Teamer: Email is my preferred method for vendor contact. Prior to reaching out, I would encourage vendors to acquaint themselves fully with the CUIAB by visiting cuiab.ca.gov. This will help ensure adequate research about the agency has been conducted and that any identified issue or proposed solution is properly articulated and aligns with the CUIAB’s business operations, mission, strategic plans, etc.
Industry Insider — California: In your tenure in this position, which project or achievement are you most proud of?
Teamer: It’s all about the people! I am proud to have hired staff who are as passionate and interested about information security as I am. I truly enjoy having a staff dedicated to helping people understand the importance of information security, and having fun while doing it.
Industry Insider — California: If you could change one thing about IT procurement, what would it be?
Teamer: If there was immediate and ongoing funding to fast-track procurement directly linked to mandatory security-related requirements, that would be great. However, there are many administrative processes within the state’s IT procurement process that provide necessary safeguards and oversight so that the development and procurement of IT solutions deliver clear, fast, dependable, and equitable public services based on the missions and goals of the agency.
Industry Insider — California: What do you read to stay abreast of developments in the gov tech/SLED sector?
Teamer: Since what happens to the private sector as it relates to information security also relates to the government sector, I do not limit myself to developments in one or the other. Rather, I try to stay apprised of developments throughout the industry as it relates to information security by utilizing some of the following resources and practices:
- Reading feeds and subscribing to online security information sources, such as the National Institute of Standards and Technology (NIST), Cybersecurity and Infrastructure Security Agency (CISA), (the California Governor’s Office of Emergency Services) CalOES Cyber Security Integration Center, Industry Insider — California,* Vogue, TechTarget and GovTech.*
- Staying apprised of other related news stories by performing research as it relates to the topic.

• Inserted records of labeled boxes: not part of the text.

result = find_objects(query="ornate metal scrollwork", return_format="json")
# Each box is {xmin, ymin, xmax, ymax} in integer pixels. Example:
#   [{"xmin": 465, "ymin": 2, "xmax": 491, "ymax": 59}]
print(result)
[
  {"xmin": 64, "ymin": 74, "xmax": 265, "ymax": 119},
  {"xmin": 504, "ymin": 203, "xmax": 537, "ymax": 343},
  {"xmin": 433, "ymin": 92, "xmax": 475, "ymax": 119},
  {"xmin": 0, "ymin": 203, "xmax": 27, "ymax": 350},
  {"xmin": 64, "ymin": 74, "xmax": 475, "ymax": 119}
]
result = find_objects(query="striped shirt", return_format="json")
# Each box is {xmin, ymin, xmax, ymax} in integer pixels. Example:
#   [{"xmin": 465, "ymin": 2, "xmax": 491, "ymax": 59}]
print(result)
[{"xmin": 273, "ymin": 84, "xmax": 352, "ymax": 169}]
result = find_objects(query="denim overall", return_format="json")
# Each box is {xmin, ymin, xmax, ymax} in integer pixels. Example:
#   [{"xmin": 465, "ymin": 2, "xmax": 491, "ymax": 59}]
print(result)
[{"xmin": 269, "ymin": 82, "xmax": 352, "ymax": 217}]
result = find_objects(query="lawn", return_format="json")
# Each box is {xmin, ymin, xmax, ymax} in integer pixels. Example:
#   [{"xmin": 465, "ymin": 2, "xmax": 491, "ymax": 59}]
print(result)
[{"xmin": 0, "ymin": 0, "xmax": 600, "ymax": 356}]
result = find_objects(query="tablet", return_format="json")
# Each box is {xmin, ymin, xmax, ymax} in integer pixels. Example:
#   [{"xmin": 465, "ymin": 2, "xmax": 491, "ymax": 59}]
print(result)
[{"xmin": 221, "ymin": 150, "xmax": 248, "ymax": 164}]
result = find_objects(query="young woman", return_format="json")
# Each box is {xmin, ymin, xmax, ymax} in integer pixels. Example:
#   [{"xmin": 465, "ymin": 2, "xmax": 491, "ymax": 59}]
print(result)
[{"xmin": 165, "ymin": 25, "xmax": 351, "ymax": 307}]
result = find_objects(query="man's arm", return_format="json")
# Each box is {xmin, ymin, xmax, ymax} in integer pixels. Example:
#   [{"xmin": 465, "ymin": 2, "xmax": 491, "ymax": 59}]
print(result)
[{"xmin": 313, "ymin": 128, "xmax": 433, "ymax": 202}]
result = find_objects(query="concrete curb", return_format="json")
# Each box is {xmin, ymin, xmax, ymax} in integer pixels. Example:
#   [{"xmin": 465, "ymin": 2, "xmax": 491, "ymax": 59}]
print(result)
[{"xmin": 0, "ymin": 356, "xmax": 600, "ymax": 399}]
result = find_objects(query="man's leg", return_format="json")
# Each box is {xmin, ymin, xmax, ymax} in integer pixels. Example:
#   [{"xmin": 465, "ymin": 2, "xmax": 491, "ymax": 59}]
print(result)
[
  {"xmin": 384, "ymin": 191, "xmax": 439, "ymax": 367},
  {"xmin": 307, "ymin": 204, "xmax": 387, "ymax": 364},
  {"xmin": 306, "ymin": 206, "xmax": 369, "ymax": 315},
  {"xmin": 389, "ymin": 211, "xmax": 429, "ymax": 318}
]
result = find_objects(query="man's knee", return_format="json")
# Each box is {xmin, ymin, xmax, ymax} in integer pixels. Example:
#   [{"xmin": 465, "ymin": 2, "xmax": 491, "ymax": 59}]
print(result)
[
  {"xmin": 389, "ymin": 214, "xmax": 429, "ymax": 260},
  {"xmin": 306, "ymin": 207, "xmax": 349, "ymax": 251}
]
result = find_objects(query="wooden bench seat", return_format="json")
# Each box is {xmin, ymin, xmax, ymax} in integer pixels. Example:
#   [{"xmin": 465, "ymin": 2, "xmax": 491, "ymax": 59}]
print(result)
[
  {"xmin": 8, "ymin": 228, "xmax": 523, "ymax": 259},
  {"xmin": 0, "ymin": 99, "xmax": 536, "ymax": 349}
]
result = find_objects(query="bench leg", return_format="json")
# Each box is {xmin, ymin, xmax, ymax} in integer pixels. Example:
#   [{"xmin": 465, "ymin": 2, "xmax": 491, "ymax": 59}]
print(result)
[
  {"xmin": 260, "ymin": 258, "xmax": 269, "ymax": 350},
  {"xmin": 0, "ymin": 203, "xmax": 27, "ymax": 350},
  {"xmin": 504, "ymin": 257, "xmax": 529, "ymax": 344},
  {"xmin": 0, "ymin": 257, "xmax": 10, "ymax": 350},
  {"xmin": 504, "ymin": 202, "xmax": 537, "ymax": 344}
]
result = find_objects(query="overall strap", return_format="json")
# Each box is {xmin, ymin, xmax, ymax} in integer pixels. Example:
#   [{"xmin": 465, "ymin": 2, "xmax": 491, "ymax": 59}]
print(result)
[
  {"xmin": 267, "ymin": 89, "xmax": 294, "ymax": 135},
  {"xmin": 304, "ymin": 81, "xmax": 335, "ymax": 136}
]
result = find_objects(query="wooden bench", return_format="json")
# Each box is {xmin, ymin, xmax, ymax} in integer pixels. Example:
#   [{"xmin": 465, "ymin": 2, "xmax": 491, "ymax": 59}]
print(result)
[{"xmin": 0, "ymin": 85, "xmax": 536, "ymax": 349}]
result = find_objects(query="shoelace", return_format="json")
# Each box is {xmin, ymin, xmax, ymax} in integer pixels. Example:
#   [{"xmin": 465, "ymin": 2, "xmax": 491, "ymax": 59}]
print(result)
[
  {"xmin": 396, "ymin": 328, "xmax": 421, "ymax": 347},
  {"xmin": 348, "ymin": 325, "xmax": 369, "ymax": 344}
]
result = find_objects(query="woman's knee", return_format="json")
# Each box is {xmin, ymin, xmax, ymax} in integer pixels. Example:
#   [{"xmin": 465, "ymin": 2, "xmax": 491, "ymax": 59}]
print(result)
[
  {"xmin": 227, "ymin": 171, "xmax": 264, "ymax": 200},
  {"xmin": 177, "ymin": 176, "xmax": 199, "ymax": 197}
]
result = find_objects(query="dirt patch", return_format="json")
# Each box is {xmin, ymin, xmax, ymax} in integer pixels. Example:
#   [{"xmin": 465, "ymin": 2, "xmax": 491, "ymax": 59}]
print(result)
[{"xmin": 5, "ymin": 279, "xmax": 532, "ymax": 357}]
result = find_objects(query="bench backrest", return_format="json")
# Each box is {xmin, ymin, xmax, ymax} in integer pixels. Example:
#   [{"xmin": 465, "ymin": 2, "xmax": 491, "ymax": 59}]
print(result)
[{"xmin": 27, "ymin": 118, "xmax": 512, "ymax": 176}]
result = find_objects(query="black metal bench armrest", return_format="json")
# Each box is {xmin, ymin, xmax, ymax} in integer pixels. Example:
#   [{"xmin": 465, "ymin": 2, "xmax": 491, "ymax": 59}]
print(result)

- Communicating with other professionals within the information security arena.
Teamer: I enjoy reading cookbooks as well as mysteries. Spending time with my family members, coming up with DIY projects that bring smiles to my family and neighbors when they see the final products, and assisting others in general.
*Government Technology magazine is a publication of e.Republic, which also produces Industry Insider — California.
Editor’s note: This interview has been lightly edited for style and brevity.